Who doesn't love a refreshing and creamy pina colada cocktail on a hot summers day? It is such a perfect combination of pineapple and coconut and just sings of sunshine and summer days. Whenever I have some left over pineapple juice after cooking with pineapple I always whip myself up a pina colada to have with dinner. And I always have the pina colada song going through my head! So it just made sense to turn this tasty drink into a delicious ice cream.
And there's really a not of lot of extra ingredients needed to go from cocktail to ice cream. Some extra sugar for sweetness, a little tapioca starch to help keep everything where it should be and some toasted coconut on top for texture. The run already helps keep this ice cream scoopable straight from the freezer but you can make it virgin pina colada style instead with out the alcohol if you prefer.
Crushed pineapple: this recipe uses a tin of crushed pineapple. This helps add texture and flavor to the ice cream. You could use the same amount of tinned pineapple pieces or slices if you can't get crushed pineapple. At a pinch you could try using the same amount of pineapple juice. I don't recommend using fresh pineapple as it will be a lot more fibrous and the pineapple would have to be very ripe. If you try it out let me know!

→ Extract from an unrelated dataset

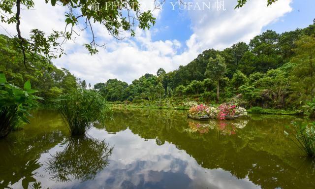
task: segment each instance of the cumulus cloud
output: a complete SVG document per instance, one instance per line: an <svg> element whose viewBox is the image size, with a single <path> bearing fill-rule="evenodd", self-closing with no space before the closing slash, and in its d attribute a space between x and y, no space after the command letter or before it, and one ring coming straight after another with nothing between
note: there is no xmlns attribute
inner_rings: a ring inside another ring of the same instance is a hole
<svg viewBox="0 0 315 189"><path fill-rule="evenodd" d="M193 3L200 3L205 0L195 0ZM90 56L82 45L90 41L91 33L81 32L80 36L76 36L75 43L68 41L64 46L67 55L54 63L58 67L68 69L76 76L92 85L115 78L130 83L146 73L155 74L159 67L167 71L176 69L180 65L188 63L206 49L222 49L239 41L248 42L259 34L263 27L290 12L291 1L283 0L267 7L266 0L250 0L244 7L234 10L236 0L225 0L226 11L184 10L187 12L184 15L189 17L191 23L188 24L190 24L193 32L186 41L175 38L154 41L151 35L154 33L158 34L157 30L136 30L135 38L117 41L103 27L94 24L93 27L97 40L106 44L105 49L100 48L98 54ZM140 3L145 5L143 10L152 8L147 0L141 0ZM34 10L22 12L21 28L24 36L27 36L30 30L34 28L47 33L51 32L52 29L64 29L63 7L52 8L49 3L39 0L35 1L35 4ZM153 12L157 22L163 23L161 15L164 7ZM16 34L14 26L1 24L12 35ZM0 31L6 34L1 29Z"/></svg>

Coconut milk: full fat coconut milk helps give that characteristic coconut taste to this ice cream. I don't recommend using low fat coconut milk, it will make your ice cream more icy.
Coconut rum: gives flavor to this ice cream and helps keep it scoopable straight from the freezer. I use Malibu in this recipe but you could use any coconut rum you like with alcohol volume of about 21%. Don't add more than about three tablespoons (45mls) or your ice cream may not freeze at all. You could also use a stronger 40% alcohol and reduce the volume to two tablespoons (30mls) but this will reduce the flavor of the alcohol in the ice cream.

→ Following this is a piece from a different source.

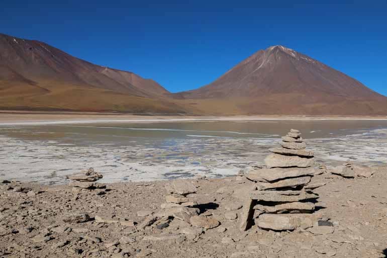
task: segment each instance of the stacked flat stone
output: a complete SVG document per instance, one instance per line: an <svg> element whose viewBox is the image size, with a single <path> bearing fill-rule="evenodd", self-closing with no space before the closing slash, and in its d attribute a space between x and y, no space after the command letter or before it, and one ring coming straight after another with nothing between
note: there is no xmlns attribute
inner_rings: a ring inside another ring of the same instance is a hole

You can also leave out the alcohol all together if you prefer but your ice cream may freeze rather firm unless you replace it with a a little glucoses syrup (about 1 teaspoon (7.5gms).
Cream: this recipe uses thickened cream. You could also use heavy cream or heavy whipping cream. Whatever you use needs to have a fat contact of about 35%. For a vegan option you could try replacing the cream with coconut cream, however your ice cream is likely to be more icy with less body due to the lower solids and fat content.
White sugar: this recipe uses white sugar which keeps the flavors nice and clean and allows the pineapple and coconut to shine.
Tapioca starch: is a natural and accessible way of both thickening and stabalsing the ice cream. If you can't get tapioca starch you can use arrow root powder or corn flour in the same volume.
Shredded coconut (optional): some toasted shredded coconut sprinkled over the top really adds to the flavor of this ice cream but you can leave it off if you prefer.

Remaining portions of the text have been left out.